Summary: what makes a ministry "successful?"
He Must Increase and I Must Decrease: An Exposition of john 3:22-36
Everyone wants to be popular. We also have a desire to have our egos stroked. We gauge our importance by how many followers we have on social media. We all want our posts to be liked. This is also important for those engaged in the ministry. Is our effectiveness based upon the number of members in the church we pastor? Are we successful if we sell many copies of our song? Are we a failure if members leave our church or our sales of books and music diminish? These are serious questions we have to answer. We can be thankful that Scripture addresses this question for us in the example of John the Baptist. Let us now examine John 3:22-36 to see what a successful ministry looks like in the sight of God.
Exposition of the Text
Verse 22 begins with the words “after these things.” What are the things to whom the Apostle John is referring? This passage follows immediately after Jesus’ dialog with Nicodemus. If one were to make this connection, then we see both passages emphasize that Jesus came down “from above.” There is also a contrast between heavenly and earthly things. There is also the theme of belief or rejection of Jesus’ person and testimony. So there are logical links between the two passages.
However, many scholars think that John may have placed the cleansing of the Temple in Chapter 2 early in the Gospel to bookend the first sign of Jesus which was the wedding in Cana of Galilee where Jesus turned the water into wine. John says that this was the first sign. The last sign is the resurrection of Jesus Christ where He will raise the Temple of His body after three days. The Gospels as a whole exhibit bot temporal as well as logical arrangement. There is a tendency to arrange the events chronologically, but there are times when passages are arranged logically because the one explains the other. For example, John tells us that Mary of Bethany anointed Jesus for burial on the evening before Palm Sunday. He also mentions Judas by name as being the one offended by the waste of money. This is John’s way of relating the anointing of Jesus with Judas’ betrayal. The arrangement here is chronological. However, Matthew places the anointing of Jesus later in the week and puts it next to Judas going to the High Priest to betray him. This connection is made logically. The anointing was earlier in the week and the beginning of the betrayal happened later in the week. Both gospels agree that the anointing of Jesus for burial was the cause for Judas’ betrayal, which is the main point. Placing the cause and effect together is a logical arrangement.

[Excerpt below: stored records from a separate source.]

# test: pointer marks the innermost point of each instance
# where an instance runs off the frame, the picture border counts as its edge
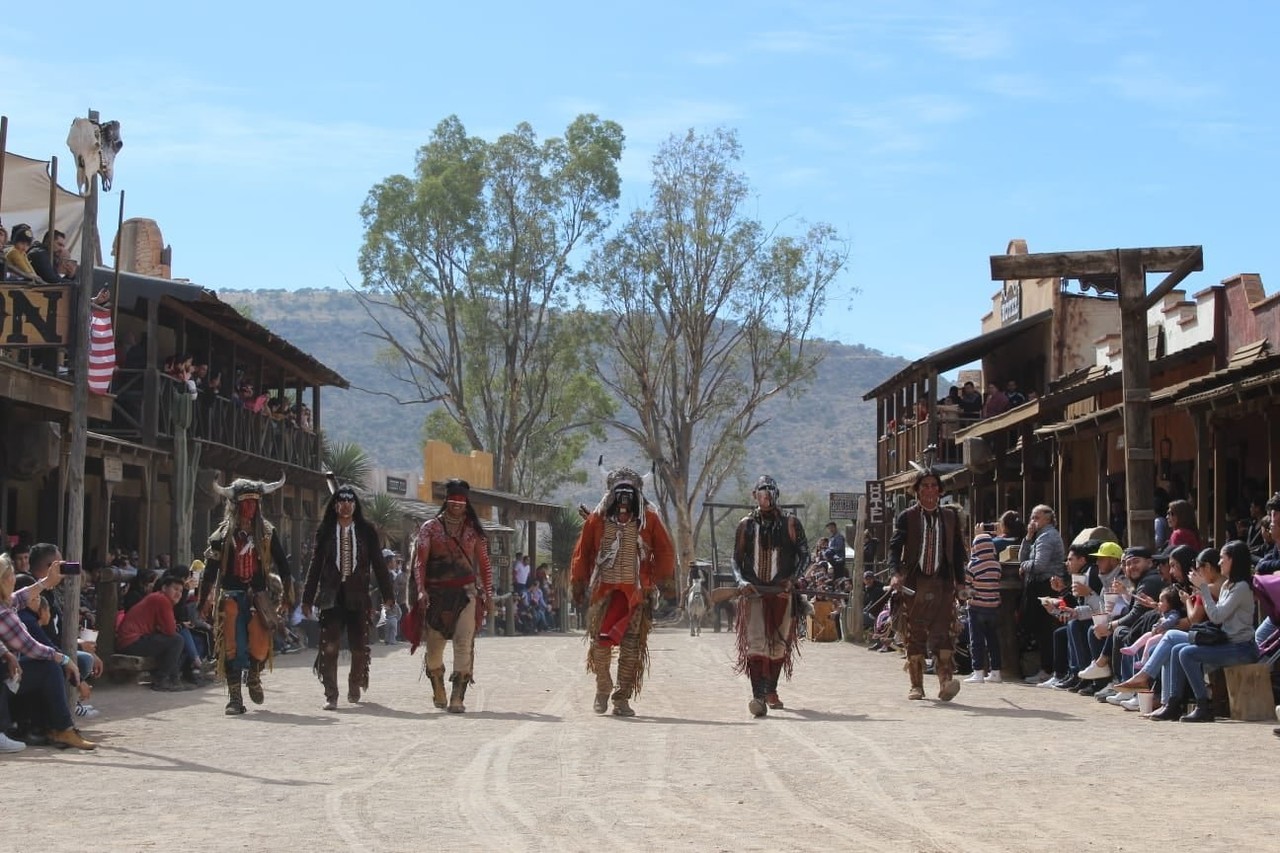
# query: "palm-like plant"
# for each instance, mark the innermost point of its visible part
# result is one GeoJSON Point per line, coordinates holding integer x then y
{"type": "Point", "coordinates": [348, 463]}
{"type": "Point", "coordinates": [384, 512]}
{"type": "Point", "coordinates": [561, 534]}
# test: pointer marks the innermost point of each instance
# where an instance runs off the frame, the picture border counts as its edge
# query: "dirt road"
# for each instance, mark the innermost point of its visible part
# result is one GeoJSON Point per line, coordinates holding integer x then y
{"type": "Point", "coordinates": [849, 765]}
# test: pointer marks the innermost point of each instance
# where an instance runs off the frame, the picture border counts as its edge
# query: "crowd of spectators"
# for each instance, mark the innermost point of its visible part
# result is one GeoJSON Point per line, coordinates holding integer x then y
{"type": "Point", "coordinates": [37, 263]}
{"type": "Point", "coordinates": [1134, 628]}
{"type": "Point", "coordinates": [965, 404]}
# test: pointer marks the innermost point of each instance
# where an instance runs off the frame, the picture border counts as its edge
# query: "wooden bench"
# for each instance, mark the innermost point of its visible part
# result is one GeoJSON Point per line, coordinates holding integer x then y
{"type": "Point", "coordinates": [1248, 692]}
{"type": "Point", "coordinates": [122, 667]}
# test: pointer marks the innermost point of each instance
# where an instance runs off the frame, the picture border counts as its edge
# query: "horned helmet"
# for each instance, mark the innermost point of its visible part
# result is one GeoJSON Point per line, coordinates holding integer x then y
{"type": "Point", "coordinates": [625, 488]}
{"type": "Point", "coordinates": [246, 493]}
{"type": "Point", "coordinates": [768, 484]}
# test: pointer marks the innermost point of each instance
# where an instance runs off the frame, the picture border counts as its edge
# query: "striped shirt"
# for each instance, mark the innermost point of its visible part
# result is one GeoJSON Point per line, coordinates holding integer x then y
{"type": "Point", "coordinates": [983, 573]}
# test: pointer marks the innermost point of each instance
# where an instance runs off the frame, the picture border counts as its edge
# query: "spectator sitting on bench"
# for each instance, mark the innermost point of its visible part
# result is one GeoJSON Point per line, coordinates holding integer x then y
{"type": "Point", "coordinates": [150, 630]}
{"type": "Point", "coordinates": [45, 669]}
{"type": "Point", "coordinates": [35, 616]}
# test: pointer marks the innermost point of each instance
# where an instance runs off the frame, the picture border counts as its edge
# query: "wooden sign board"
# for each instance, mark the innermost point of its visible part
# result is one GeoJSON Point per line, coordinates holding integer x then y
{"type": "Point", "coordinates": [842, 505]}
{"type": "Point", "coordinates": [33, 316]}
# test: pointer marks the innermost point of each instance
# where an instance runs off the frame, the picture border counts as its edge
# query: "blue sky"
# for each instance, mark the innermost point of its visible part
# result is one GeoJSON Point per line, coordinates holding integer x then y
{"type": "Point", "coordinates": [928, 133]}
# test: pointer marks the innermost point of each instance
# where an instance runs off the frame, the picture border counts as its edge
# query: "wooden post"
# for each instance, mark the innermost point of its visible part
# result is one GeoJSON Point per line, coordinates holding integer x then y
{"type": "Point", "coordinates": [1203, 486]}
{"type": "Point", "coordinates": [1136, 375]}
{"type": "Point", "coordinates": [73, 542]}
{"type": "Point", "coordinates": [854, 632]}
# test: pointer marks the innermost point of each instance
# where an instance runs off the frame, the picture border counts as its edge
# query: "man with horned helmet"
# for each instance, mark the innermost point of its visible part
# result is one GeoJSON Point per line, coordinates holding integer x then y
{"type": "Point", "coordinates": [455, 585]}
{"type": "Point", "coordinates": [769, 553]}
{"type": "Point", "coordinates": [346, 557]}
{"type": "Point", "coordinates": [927, 555]}
{"type": "Point", "coordinates": [238, 559]}
{"type": "Point", "coordinates": [622, 555]}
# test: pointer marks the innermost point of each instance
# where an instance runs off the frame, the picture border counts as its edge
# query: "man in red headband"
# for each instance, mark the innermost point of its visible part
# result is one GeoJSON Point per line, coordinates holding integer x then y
{"type": "Point", "coordinates": [622, 556]}
{"type": "Point", "coordinates": [346, 560]}
{"type": "Point", "coordinates": [455, 587]}
{"type": "Point", "coordinates": [238, 559]}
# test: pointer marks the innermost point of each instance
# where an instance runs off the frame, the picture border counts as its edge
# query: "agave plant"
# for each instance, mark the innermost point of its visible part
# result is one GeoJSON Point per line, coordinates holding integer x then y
{"type": "Point", "coordinates": [384, 512]}
{"type": "Point", "coordinates": [561, 534]}
{"type": "Point", "coordinates": [348, 463]}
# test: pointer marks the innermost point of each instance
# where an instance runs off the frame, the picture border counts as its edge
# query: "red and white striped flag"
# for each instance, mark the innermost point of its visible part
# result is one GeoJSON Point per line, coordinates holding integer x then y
{"type": "Point", "coordinates": [101, 351]}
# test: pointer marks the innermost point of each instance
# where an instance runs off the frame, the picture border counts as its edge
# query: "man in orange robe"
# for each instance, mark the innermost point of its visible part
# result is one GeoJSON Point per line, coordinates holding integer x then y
{"type": "Point", "coordinates": [622, 556]}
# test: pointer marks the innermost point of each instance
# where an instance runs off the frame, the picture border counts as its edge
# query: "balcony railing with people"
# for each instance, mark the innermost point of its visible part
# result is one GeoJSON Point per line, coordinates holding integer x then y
{"type": "Point", "coordinates": [903, 443]}
{"type": "Point", "coordinates": [213, 419]}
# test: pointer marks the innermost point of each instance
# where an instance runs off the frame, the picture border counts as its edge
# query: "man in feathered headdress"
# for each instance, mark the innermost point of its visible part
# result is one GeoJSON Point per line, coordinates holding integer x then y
{"type": "Point", "coordinates": [622, 555]}
{"type": "Point", "coordinates": [238, 560]}
{"type": "Point", "coordinates": [455, 585]}
{"type": "Point", "coordinates": [344, 560]}
{"type": "Point", "coordinates": [769, 553]}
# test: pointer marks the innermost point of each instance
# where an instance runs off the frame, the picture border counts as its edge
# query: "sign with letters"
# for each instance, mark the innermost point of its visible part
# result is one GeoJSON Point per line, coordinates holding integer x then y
{"type": "Point", "coordinates": [1011, 302]}
{"type": "Point", "coordinates": [874, 502]}
{"type": "Point", "coordinates": [842, 505]}
{"type": "Point", "coordinates": [33, 316]}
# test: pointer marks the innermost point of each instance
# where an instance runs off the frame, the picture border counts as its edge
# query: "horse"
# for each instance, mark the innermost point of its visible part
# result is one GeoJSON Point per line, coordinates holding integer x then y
{"type": "Point", "coordinates": [695, 605]}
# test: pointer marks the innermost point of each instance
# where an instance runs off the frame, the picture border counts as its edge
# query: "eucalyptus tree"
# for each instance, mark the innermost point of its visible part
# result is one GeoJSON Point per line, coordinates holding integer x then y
{"type": "Point", "coordinates": [711, 314]}
{"type": "Point", "coordinates": [478, 250]}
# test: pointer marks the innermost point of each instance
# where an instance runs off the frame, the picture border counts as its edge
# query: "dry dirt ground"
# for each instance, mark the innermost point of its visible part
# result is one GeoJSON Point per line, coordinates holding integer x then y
{"type": "Point", "coordinates": [849, 765]}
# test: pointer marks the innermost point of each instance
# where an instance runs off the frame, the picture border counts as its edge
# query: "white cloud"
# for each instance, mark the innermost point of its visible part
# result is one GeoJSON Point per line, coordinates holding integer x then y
{"type": "Point", "coordinates": [1139, 77]}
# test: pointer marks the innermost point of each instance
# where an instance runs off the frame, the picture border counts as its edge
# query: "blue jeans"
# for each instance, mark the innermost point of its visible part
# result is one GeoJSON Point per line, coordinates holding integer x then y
{"type": "Point", "coordinates": [1078, 637]}
{"type": "Point", "coordinates": [1162, 658]}
{"type": "Point", "coordinates": [1193, 661]}
{"type": "Point", "coordinates": [983, 639]}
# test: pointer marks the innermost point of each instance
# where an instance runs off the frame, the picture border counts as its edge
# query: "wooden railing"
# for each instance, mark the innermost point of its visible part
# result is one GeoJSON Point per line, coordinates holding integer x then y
{"type": "Point", "coordinates": [214, 419]}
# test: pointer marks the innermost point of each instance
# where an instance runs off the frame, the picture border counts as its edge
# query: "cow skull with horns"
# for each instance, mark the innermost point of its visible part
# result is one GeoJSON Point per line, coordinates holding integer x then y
{"type": "Point", "coordinates": [242, 488]}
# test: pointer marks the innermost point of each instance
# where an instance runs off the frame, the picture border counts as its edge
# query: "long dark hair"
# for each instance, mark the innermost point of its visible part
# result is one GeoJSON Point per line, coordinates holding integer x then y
{"type": "Point", "coordinates": [330, 516]}
{"type": "Point", "coordinates": [1242, 561]}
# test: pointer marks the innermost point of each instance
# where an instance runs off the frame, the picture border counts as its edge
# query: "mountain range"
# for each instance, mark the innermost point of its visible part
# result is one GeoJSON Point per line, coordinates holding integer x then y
{"type": "Point", "coordinates": [818, 442]}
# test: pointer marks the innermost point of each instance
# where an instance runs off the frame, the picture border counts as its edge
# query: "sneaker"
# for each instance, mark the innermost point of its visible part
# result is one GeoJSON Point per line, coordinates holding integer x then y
{"type": "Point", "coordinates": [69, 738]}
{"type": "Point", "coordinates": [1095, 671]}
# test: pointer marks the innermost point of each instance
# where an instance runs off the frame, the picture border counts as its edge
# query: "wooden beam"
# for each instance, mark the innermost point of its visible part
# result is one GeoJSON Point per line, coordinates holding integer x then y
{"type": "Point", "coordinates": [1160, 259]}
{"type": "Point", "coordinates": [1006, 268]}
{"type": "Point", "coordinates": [1193, 263]}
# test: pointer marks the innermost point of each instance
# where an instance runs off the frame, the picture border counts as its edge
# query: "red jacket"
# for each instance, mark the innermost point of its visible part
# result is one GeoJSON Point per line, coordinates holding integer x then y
{"type": "Point", "coordinates": [152, 615]}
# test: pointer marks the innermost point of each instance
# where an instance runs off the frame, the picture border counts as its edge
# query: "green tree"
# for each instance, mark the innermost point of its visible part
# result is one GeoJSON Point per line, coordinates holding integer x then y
{"type": "Point", "coordinates": [476, 250]}
{"type": "Point", "coordinates": [558, 537]}
{"type": "Point", "coordinates": [712, 314]}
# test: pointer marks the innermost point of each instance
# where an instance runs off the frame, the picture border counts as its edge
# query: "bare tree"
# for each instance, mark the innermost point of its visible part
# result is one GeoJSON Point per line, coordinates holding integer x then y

So if John placed the cleansing of the Temple where it occurs for logical emphasis, this would mean that there was only one cleansing of the Temple at the end of His ministry. I don’t want to say with any degree of certainty that this is the case, but there is good reason to think there was only one cleansing. One must also ask then if the conversation with Nicodemus also occurred during Passion Week as well. As “after these things” is a temporal marker, it seems to me that the Apostle John is referring back to some other event rather than the conversation with Nicodemus. The previous referent would seem to be the wedding in Cana at the beginning of Chapter 2, or it might even go back to the first chapter and the testimony of John in which He testifies of the primacy of Jesus over himself. As John the Baptist refers to this when He says: “You certainly do remember when I said.” This seems to best fit the use of “after these things.” Logically. The passage follows the discourse with Nicodemus, temporally it follows the marriage in Cana.
Verse 22 continues by saying that Jesus went into Judaea and was baptizing converts. John later goes on to explain that it was Jesus’ disciples who were doing the baptizing and not Jesus personally. John the Baptist and his disciples were also baptizing in Aenon near Salim because there was much water there. This has led to much controversy in the church over the mode of baptism. If one sprinkles, there isn’t need for much water. This is certainly a good point and worth discussing; however, there is something more important to be said about this passage than how we should baptize. The point we need to zero in on is that Jesus and John the Baptist were both baptizing at different locations. Logically speaking, once John introduces the bridegroom with “Behold the Lamb of God which taketh away the sin of the world,” one would think that John the Baptist’s role was essentially done. Tow of John the Baptist’s disciples got the message and left him to follow Jesus. But not all of John’s disciples followed Jesus. Many remained with John the Baptist even after John was cast into prison. Later on, he sends some of these disciples to Jesus to ask if he had gotten things right.